Cyber Valley is Europe’s largest research consortium in the field of artificial intelligence (AI) with partners from politics, science, industry, and society. The partnership strengthens research and teaching in the fields of machine learning, computer vision, and robotics as well as the links between these scientific fields. Partners are the Max Planck Institute for Intelligent Systems, the University of Stuttgart, the University of Tübingen, the Fraunhofer Gesellschaft, the State of Baden-Württemberg and seven industrial partners.
Trimpe and his team investigate what he refers to as “machine learning for machines”: the fundamental question of how a machine is able to learn from data reliably, safely, and efficiently within certain limits. More specifically, his research focuses on understanding the basic principles that enable artificially intelligent systems such as robots and autonomous vehicles to act and learn autonomously in the physical world. To develop self-learning systems for the physical world, Trimpe joins classical methods of system and control theory with machine learning, for example, when devising algorithms that combine physical knowledge of the world with experimental data.

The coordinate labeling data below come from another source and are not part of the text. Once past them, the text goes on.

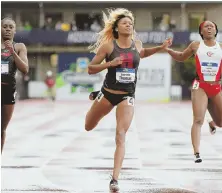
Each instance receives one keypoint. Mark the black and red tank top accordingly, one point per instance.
(8, 67)
(124, 76)
(209, 62)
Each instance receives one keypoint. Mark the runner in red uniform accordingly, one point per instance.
(206, 90)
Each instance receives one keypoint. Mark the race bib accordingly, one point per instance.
(4, 67)
(196, 85)
(125, 75)
(209, 70)
(99, 96)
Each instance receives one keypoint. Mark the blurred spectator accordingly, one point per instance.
(58, 25)
(164, 25)
(65, 27)
(27, 26)
(172, 25)
(95, 26)
(50, 83)
(86, 26)
(48, 24)
(73, 26)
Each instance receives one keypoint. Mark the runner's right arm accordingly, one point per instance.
(95, 65)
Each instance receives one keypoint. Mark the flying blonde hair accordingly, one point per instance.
(106, 35)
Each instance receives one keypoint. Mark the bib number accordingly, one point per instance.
(209, 71)
(4, 67)
(196, 85)
(125, 75)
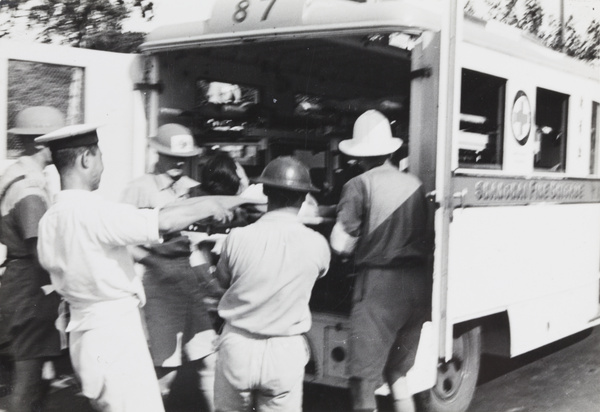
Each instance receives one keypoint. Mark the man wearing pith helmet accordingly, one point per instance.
(382, 224)
(27, 314)
(268, 269)
(178, 322)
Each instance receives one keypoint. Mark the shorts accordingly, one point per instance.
(261, 371)
(389, 309)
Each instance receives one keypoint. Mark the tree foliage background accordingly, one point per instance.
(98, 24)
(529, 15)
(92, 24)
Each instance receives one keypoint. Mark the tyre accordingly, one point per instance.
(457, 378)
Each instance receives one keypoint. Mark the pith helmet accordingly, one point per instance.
(372, 136)
(287, 173)
(173, 139)
(38, 120)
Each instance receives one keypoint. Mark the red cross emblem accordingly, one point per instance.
(521, 118)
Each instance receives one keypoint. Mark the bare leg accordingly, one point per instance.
(403, 401)
(205, 368)
(27, 392)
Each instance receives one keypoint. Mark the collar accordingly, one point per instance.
(74, 194)
(286, 214)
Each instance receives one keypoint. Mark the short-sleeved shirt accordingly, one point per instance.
(385, 209)
(270, 268)
(82, 243)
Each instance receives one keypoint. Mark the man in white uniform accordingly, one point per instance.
(82, 243)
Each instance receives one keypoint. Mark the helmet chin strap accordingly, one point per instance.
(174, 174)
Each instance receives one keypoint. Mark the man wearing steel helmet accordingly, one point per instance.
(382, 222)
(177, 319)
(268, 269)
(27, 312)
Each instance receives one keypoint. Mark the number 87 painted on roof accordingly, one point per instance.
(237, 15)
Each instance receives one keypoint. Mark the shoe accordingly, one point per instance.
(62, 382)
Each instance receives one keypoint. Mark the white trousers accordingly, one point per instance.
(115, 368)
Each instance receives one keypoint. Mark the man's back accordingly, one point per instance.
(270, 267)
(386, 209)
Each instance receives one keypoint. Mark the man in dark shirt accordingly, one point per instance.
(382, 221)
(28, 307)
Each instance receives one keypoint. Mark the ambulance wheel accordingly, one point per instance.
(457, 378)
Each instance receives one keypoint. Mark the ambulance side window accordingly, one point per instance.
(481, 125)
(550, 149)
(594, 137)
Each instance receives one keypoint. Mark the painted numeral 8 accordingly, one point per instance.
(241, 12)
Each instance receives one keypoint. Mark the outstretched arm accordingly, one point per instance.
(179, 215)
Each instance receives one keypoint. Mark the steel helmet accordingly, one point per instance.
(173, 139)
(287, 173)
(38, 120)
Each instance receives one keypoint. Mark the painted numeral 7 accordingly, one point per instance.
(268, 9)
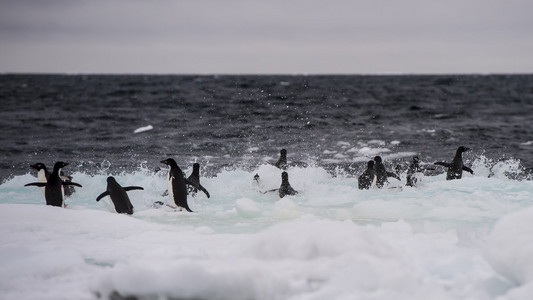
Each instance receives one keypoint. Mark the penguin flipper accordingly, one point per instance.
(131, 188)
(441, 163)
(465, 168)
(203, 190)
(102, 195)
(390, 174)
(198, 186)
(36, 184)
(65, 177)
(274, 190)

Learning and decision algorithms are essential for the functioning of the cycle of perception-action-learning, which is also known as the feedback control loop. In simple terms, these algorithms are the “brain” of a technical system, and they are at the core of Trimpe’s research. Using sensor data, the machine perceives its own state and its environment. Based on this data, a decision algorithm decides what should happen next, and the machine then uses motors and other actuators to take action and achieve a desired goal. This cycle takes place continuously and often many times per second. For example, a car can automatically maintain the distance to the vehicle in front of it, an air conditioning system is capable of guaranteeing a certain temperature, and a robot in Trimpe’s laboratory can balance a rod on its own. An important research question is how such machines can learn from experience and interaction with the world in order to enhance their capabilities or improve their performance.
Trimpe also looks at communication between several intelligent systems that want to perform a task together, such as groups of robots. Today, this is often done via wireless networks. When machines are constantly communicating with one another, however, the network is quickly overloaded and important data cannot be transmitted. To solve this problem, Trimpe is developing intelligent procedures that allow each subsystem to communicate only when it has something relevant to say. This makes it possible for many systems to act in concert or learn from each other without using more resources than necessary.
Since Trimpe’s research is based on basic mathematical problem descriptions and their solutions, the results are generally valid and could potentially be applied to many different systems in the future. His team has validated theoretical results in laboratory experiments with humanoid robots and wirelessly networked mechatronic systems. In joint projects with the Cyber Valley partners Bosch and IAV, some of the algorithms have successfully been applied in industry. For example, the same algorithm used by the robot Apollo to learn how to balance a rod was also used to learn how to control a throttle valve in the automotive industry (collaboration with IAV).